Re-align sales coverage and incentives
Given the huge churn in the customer base and with companies and customers working from home, existing sales coverage and incentive plans need to be radically re-aligned. Most Indian B2B companies have structured their sales coverage according to territory or industry with some level of key account management overlayed. The focus on reviving revenue requires leaders to rapidly reallocate resources to where the maximum opportunity lies. This may require substantially reduced coverage for certain accounts and increased coverage for others. Sales leaders should also be quick to promote sales professionals most adept at virtual selling to roles in managing key account relationships. At the same time, geographic coverage (language considerations aside) becomes less relevant in virtual selling with greater emphasis placed on the sales person's understanding of the customer's industry and use cases.
Finally, as with sales targets, the incentive plans developed pre-COVID will no longer be relevant for FY21. Therefore companies need re-align incentives according to the more realistic rebased revenue estimates to ensure the motivation of their sales team. Leaders should also re-look at other key metrics they use to manage sales force productivity. For example, the target for the number of customer meetings can often be significantly increased due to the increased efficiency of operating virtually.

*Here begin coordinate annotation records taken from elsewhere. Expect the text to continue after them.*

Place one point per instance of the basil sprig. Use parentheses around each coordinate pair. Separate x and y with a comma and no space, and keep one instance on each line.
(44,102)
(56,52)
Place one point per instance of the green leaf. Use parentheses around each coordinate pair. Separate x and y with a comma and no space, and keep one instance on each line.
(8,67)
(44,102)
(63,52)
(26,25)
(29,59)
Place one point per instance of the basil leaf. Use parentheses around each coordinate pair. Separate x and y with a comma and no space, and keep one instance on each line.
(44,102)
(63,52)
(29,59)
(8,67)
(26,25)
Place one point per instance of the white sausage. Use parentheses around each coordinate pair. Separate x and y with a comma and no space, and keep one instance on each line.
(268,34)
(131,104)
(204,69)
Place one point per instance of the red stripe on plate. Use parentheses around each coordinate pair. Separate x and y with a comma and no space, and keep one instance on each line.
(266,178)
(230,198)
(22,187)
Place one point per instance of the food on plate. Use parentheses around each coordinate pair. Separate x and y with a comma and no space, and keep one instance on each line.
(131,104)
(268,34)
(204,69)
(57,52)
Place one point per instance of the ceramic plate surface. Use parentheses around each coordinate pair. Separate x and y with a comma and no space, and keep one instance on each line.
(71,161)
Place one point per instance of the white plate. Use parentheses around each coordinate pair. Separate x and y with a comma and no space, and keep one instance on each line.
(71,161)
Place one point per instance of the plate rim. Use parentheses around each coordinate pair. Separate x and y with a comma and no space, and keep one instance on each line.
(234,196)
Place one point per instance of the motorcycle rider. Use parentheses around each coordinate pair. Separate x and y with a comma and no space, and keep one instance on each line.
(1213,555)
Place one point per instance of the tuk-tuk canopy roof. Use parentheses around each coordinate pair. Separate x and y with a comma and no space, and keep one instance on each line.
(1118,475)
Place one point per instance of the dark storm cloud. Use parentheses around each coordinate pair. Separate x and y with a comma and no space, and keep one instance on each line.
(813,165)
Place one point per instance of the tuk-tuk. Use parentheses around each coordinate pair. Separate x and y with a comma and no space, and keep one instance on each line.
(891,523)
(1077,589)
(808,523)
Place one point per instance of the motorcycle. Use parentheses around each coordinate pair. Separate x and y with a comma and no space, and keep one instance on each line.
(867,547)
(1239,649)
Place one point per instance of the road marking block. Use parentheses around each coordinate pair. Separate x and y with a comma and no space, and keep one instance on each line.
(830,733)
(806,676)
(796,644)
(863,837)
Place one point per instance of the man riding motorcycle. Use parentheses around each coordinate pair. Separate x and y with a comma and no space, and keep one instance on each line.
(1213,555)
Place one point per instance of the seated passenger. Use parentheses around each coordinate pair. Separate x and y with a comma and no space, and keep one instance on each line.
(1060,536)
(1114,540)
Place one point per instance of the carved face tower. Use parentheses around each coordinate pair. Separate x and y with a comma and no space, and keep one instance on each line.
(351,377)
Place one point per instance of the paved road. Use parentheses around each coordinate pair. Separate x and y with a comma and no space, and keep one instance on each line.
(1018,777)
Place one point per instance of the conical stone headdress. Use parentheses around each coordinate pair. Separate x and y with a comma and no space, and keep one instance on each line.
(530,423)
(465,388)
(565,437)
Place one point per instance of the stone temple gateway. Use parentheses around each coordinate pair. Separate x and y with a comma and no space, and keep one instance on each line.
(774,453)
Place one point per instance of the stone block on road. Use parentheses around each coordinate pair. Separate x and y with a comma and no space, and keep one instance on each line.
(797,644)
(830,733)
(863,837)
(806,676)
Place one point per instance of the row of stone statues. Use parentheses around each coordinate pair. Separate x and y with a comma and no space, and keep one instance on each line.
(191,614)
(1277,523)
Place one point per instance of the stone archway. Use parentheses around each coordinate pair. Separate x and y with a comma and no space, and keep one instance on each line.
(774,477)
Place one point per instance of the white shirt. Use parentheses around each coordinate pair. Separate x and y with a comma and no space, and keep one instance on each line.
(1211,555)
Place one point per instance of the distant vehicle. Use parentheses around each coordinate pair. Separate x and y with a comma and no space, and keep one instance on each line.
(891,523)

Inspire your sales force with a sense of mission
Finally, and perhaps most importantly, reviving revenue will demand a highly motivated and engaged sales force to overcome the many seen and unseen challenges that lie ahead. This requires leaders to inspire them with a sense of mission that goes beyond simply pursuing sales numbers but connects to the core purpose of the organisation, their role in meeting the needs of their customers during this crisis, and the positive impact they can have on the wider society by fulfilling this mission.
In a period of remote working it is especially important that sales leaders dedicate significant time for one-to-one sessions with their sales reps. This will help them understand the professional and personal challenges being faced by their team and motivate and equip them with the right tools to succeed.